Other apps may use Azure Blob Storage more like a personal file system, where container and blob names are used to indicate meaning and structure. Blob names in these kinds of apps will often look like traditional file names and include file name extensions like .jpg to indicate what type of data they contain. They'll use virtual directories (see below) to organize blobs, and will frequently use metadata tags to store information about blobs and containers.

There are a few key things to consider when deciding how to organize and store blobs and containers.

Naming limitations

Container and blob names must conform to a set of rules, including length limitations and character restrictions. For more specific information about naming rules, see the Further Reading section at the end of this module.

Public access and containers as security boundaries

By default, all blobs require authentication to access. However, you can configure individual containers to allow public downloading of their blobs without authentication. Public downloading supports many use cases, such as hosting static website assets and sharing files. This works because downloading blob contents works the same way as reading any other kind of data over the web: you just point a browser or anything that can make a GET request at the blob URL.

Enabling public access is important for scalability because data downloaded directly from Blob Storage doesn't generate any traffic in your server-side app. Even if you don't immediately take advantage of public access or if you use a database to control data access via your app, plan on using separate containers for the data you want to be publicly available.

Caution

Anyone who knows their storage URLS can download blobs in a container configured for public access without any kind of authentication or auditing. Never put blob data in a public container that you don't intend to share publicly.

In addition to public access, Azure has a shared access signature feature that allows fine-grained permissions control on containers. Precision access control enables scenarios that further improve scalability, so it's helpful to think about containers as security boundaries in general.

Blob name prefixes (virtual directories)

Technically, containers are "flat" and don't support any kind of nesting or hierarchy. But if you give your blobs hierarchical names that look like file paths (such as finance/budgets/2017/q1.xls), the API's listing operation can filter results to specific prefixes.

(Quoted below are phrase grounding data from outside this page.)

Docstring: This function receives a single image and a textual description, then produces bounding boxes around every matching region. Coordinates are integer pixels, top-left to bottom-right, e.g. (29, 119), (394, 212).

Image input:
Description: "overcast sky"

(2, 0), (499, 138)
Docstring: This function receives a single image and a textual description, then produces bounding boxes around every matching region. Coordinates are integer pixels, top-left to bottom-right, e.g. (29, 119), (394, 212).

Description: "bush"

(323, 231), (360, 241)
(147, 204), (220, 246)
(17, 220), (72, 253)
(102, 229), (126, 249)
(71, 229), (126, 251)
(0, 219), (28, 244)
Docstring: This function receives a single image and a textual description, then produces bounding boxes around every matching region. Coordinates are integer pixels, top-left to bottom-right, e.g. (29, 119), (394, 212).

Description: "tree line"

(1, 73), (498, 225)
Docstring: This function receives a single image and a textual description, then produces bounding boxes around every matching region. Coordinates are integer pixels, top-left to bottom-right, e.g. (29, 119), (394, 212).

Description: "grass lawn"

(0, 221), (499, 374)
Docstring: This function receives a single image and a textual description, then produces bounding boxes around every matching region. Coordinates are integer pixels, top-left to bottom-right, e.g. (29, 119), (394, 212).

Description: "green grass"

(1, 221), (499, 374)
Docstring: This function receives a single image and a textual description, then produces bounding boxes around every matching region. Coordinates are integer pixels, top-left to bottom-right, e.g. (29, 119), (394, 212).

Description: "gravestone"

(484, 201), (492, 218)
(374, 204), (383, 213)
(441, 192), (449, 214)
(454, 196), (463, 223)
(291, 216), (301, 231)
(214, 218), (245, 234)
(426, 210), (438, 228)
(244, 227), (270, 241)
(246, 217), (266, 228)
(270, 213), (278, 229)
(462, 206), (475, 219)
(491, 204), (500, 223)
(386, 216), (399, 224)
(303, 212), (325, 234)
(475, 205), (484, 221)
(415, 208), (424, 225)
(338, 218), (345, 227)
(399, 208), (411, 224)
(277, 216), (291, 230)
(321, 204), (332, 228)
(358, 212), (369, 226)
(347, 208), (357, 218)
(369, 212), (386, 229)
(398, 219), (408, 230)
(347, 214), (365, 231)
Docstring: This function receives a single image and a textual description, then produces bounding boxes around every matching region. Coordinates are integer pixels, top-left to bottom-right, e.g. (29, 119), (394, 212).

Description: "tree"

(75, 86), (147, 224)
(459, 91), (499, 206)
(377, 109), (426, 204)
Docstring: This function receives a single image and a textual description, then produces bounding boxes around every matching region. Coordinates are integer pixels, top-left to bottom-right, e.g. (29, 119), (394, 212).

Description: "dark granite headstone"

This enables you to navigate the list as if it was a hierarchical system of files and folders.

This feature is often called virtual directories, because some tools and client libraries use it to visualize and navigate Blob Storage as if it was a file system. Each folder navigation triggers a separate call to list the blobs in that folder.

Using names that are like file names for blobs is a common technique for organizing and navigating complex blob data.

Blob types

There are three different kinds of blobs in which you can store data:

  • Block blobs are composed of blocks of different sizes that can be uploaded independently and in parallel. Writing to a block blob involves uploading data to blocks and committing them to the blob.
  • Append blobs are specialized block blobs that support only appending new data (not updating or deleting existing data), but they're very efficient at it. Append blobs are great for scenarios like storing logs or writing streamed data.
  • Page blobs are designed for scenarios that involve random-access reads and writes. Page blobs are used to store the virtual hard disk (VHD) files used by Azure Virtual Machines, but they're great for any scenario that involves random access.

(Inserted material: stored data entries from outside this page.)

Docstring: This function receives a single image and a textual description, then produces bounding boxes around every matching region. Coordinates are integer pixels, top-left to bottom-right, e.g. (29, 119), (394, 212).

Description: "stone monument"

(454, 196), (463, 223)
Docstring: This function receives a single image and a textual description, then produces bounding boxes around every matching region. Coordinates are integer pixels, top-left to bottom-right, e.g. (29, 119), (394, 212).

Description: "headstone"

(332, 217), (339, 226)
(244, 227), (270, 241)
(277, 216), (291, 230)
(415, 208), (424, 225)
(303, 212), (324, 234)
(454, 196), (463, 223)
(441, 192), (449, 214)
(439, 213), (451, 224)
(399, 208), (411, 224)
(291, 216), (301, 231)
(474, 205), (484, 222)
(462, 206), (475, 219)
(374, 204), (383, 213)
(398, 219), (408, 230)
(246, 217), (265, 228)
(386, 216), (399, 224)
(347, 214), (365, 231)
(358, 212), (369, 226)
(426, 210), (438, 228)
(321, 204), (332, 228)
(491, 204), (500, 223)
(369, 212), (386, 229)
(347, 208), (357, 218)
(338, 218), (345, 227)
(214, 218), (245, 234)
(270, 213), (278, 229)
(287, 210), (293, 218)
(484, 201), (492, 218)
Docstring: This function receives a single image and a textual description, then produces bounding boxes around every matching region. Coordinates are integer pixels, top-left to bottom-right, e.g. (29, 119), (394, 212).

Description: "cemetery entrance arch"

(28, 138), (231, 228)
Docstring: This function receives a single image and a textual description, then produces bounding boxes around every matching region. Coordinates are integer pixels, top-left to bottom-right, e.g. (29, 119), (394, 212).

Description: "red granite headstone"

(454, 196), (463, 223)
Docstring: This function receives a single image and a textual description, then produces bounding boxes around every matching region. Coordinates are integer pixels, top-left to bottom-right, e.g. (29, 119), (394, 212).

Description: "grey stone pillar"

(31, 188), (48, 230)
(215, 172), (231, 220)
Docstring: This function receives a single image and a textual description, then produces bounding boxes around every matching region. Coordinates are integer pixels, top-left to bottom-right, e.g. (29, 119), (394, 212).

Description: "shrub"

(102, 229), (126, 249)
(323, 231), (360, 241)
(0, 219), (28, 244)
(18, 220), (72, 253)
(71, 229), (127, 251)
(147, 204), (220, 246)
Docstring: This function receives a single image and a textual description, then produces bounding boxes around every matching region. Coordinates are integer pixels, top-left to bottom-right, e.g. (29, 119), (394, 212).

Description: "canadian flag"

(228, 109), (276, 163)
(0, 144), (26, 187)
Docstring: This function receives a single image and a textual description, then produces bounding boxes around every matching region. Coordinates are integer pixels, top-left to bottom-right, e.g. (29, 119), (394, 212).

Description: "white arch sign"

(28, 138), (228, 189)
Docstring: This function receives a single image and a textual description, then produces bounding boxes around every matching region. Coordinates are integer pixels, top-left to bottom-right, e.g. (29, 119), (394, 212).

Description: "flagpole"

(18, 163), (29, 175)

Block blobs are the best choice for most scenarios that don't specifically call for append or page blobs. Their block-based structure supports very fast uploads and downloads and efficient access to individual pieces of a blob. The process of managing and committing blocks is automatically handled by most client libraries, and some will also handle parallel uploads and downloads to maximize performance.

Check your knowledge

1.

Suppose you need to store profile and order information about your customers. You need to query the data to answer questions like "who are my top 100 customers?" and "how many customers live in a given geographic region?". True or false: blob storage is a good choice for this data?

2.

Blobs provide unstructured data storage. What does unstructured mean?